Maola Plant in New Bern to close

NEW BERN. CRAVEN COUNTY - Nearly 100 workers at the Maola Plant in New Bern learned Wednesday that they will be losing their jobs.

The company announced it will be closing its milk production operations at its New Bern plant on July 27, and 98 positions will be eliminated. Thirty positions will remain at the plant to handle maintenance, deliveries, security and human resources for three months to a year after that date.

Maola says it is relocating its operations to High Point and Newport News, Va.
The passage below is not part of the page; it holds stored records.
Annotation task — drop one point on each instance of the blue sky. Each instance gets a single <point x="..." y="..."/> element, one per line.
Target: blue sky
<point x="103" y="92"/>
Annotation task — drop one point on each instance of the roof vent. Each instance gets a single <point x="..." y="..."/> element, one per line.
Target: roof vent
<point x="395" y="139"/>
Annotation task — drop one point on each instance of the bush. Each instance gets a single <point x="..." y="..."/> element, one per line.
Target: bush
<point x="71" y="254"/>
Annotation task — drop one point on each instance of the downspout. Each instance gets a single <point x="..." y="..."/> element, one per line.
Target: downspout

The company says it's being forced to consolidate because of a decline in milk consumption and the competitive dairy market. Company spokeswoman Alyssa Brass says the relocation of the facilities will bring them closer to their consumers.

New Bern Mayor Dana Outlaw says he will work to get jobs to the area.
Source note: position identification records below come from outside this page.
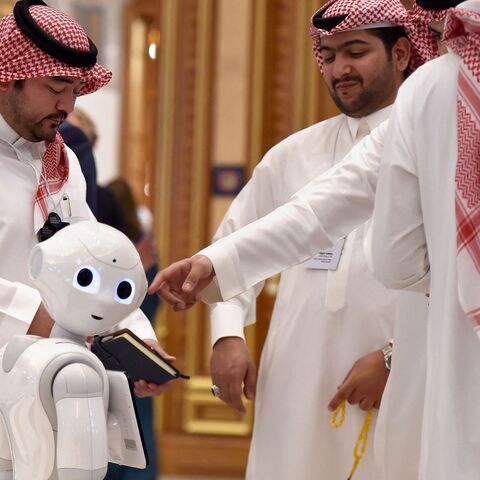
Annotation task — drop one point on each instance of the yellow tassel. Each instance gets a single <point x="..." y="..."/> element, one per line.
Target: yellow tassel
<point x="361" y="444"/>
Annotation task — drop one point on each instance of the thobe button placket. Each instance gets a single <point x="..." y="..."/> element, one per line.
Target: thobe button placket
<point x="336" y="290"/>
"These certainly are trying times for New Bern and for Maola," Outlaw said. "We want to remember the heritage and what Maola has meant to our community-- New Bern will move forward."

Maola started in Washington, NC in 1935.

The company released a fact sheet, along with its announcement.

FACT: Milk consumption is trending downward.
• Today, U.S. consumption of fluid milk is at an all-time low. Since 1970, per capita fluid milk consumption has fallen from 0.96 cups per day to an average of 0.61 cups per day.
• Since 2010, fluid milk consumption in the United States has dropped more than 7
• In 2013, fluid milk sales were down 2.3 percent in the southeastern United States,
including North Carolina.
• Volume sales of traditional milk (milk used to create dairy foods such as ice cream,
yogurt and cheese along with fluid milk) has decreased 4.5 percent nationally, while its price has increased 6.5 percent.

FACT: The costs of hauling fluid milk are rising.
• A significant geographic disparity in North Carolina is hurting our production costs. Milk hauling over longer distances to population centers drives up costs to companies like Maola.
• The state's top milk producing counties – Iredell, Randolph, Yadkin, Alleghany, Alexander and Rowan – are all located in central or western North Carolina. They require anywhere from three to five hours to transport their products to New Bern. With rising fuel costs, this setup is not cost efficient for operations in the long term.
• In contrast, it will take less than half that time to ship milk to be processed at Hunter Farms in High Point, North Carolina instead of New Bern, saving substantial costs in gas and other production expenses.

FACT: The industry trend shows a consolidation of operations.
• Processing plants have been consolidating among large dairy processors nationwide for the last 20 years. Four major plants employing hundreds of individuals closed across the United States in 2013 alone, both traditional and fluid milk processors.
• These were Farmland Dairies in Wallington, N.J., in December (325 jobs lost), Goldenrod Plant in Madisonville, Ky., in October (139 jobs lost), Shenandoah's Pride in Springfield, Va., in June (110 jobs lost) and Oak Farms in Waco, Texas in June (150 jobs lost).
• Competition for shrinking volumes and margins is intense among surviving processors and grocery stores typically discount milk heavily to generate traffic at processors' expense.

FACT: What we are doing for our employees.
• We appreciate our hardworking employees and thank them for all they have done to help make Maola an iconic North Carolina brand.
• As such, we are working with the North Carolina Division of Workforce Solutions to provide on-site job assistance.
• In addition, our Human Resources Department will be providing resume writing and interview training sessions at the plant throughout July.